Quando la bandiera nazionale finisce davanti a un giudice, la questione non riguarda più soltanto un lampione: riguarda il rapporto che una società ha con la propria identità.
C’è qualcosa di profondamente simbolico in ciò che sta accadendo nel Regno Unito.
A Birmingham, il consiglio comunale ha intrapreso un’azione giudiziaria per ottenere un’ingiunzione contro l’installazione non autorizzata di Union Jack e Croci di San Giorgio sulle infrastrutture pubbliche da parte di persone legate alla campagna Raise the Colours.
Formalmente, il Comune non sta chiedendo di vietare la bandiera britannica o quella inglese. La questione giuridica riguarda l’utilizzo senza autorizzazione di lampioni e altre strutture pubbliche, oltre alle accuse di intimidazione e molestie nei confronti del personale incaricato di rimuovere le bandiere.

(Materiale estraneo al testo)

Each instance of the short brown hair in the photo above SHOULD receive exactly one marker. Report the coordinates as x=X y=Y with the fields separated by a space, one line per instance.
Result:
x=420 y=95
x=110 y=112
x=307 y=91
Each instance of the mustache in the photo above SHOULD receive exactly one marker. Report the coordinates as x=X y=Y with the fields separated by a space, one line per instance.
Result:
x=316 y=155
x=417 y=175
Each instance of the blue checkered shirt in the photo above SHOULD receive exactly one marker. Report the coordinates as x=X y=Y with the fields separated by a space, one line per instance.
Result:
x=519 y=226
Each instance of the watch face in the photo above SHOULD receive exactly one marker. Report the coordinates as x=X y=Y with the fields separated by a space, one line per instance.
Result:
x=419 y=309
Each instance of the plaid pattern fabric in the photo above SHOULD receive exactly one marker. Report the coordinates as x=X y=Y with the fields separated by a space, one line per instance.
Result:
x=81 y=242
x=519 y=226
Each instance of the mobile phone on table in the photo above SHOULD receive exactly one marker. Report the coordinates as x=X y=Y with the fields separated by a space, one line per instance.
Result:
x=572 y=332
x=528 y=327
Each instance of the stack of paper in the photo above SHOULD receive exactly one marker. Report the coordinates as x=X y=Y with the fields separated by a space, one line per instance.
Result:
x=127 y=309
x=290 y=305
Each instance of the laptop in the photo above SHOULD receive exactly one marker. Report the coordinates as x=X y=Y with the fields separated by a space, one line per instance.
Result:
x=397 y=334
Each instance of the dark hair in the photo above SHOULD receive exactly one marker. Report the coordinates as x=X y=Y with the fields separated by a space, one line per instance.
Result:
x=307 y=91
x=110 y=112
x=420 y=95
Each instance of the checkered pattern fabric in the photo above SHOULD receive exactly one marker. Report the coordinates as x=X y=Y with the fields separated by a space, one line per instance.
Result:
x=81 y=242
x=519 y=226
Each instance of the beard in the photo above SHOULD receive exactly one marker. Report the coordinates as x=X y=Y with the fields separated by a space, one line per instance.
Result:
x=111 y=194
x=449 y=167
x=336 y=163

Questa distinzione è fondamentale.
Ma non chiude affatto la questione politica.
Perché quando il simbolo nazionale diventa l’oggetto attorno al quale si mobilitano avvocati, amministrazioni, polizia, attivisti e tribunali, significa che qualcosa di molto più profondo sta accadendo.
Il precedente esiste già.
Oxfordshire: l’ingiunzione è realtà
Nel luglio 2026 l’Alta Corte ha emesso un’ingiunzione definitiva, valida inizialmente fino al luglio 2027, contro l’installazione non autorizzata di bandiere sulle infrastrutture stradali dell’Oxfordshire.
La sentenza riguarda principalmente la proprietà e la gestione delle infrastrutture pubbliche, l’ostruzione del personale e gli episodi di molestie denunciati dall’amministrazione.
Ma l’effetto pratico è inequivocabile: chi, dopo essere stato debitamente informato dell’ordine, contribuisce consapevolmente alla sua violazione può essere perseguito per oltraggio alla Corte, con conseguenze che possono comprendere multa, confisca dei beni e perfino carcere.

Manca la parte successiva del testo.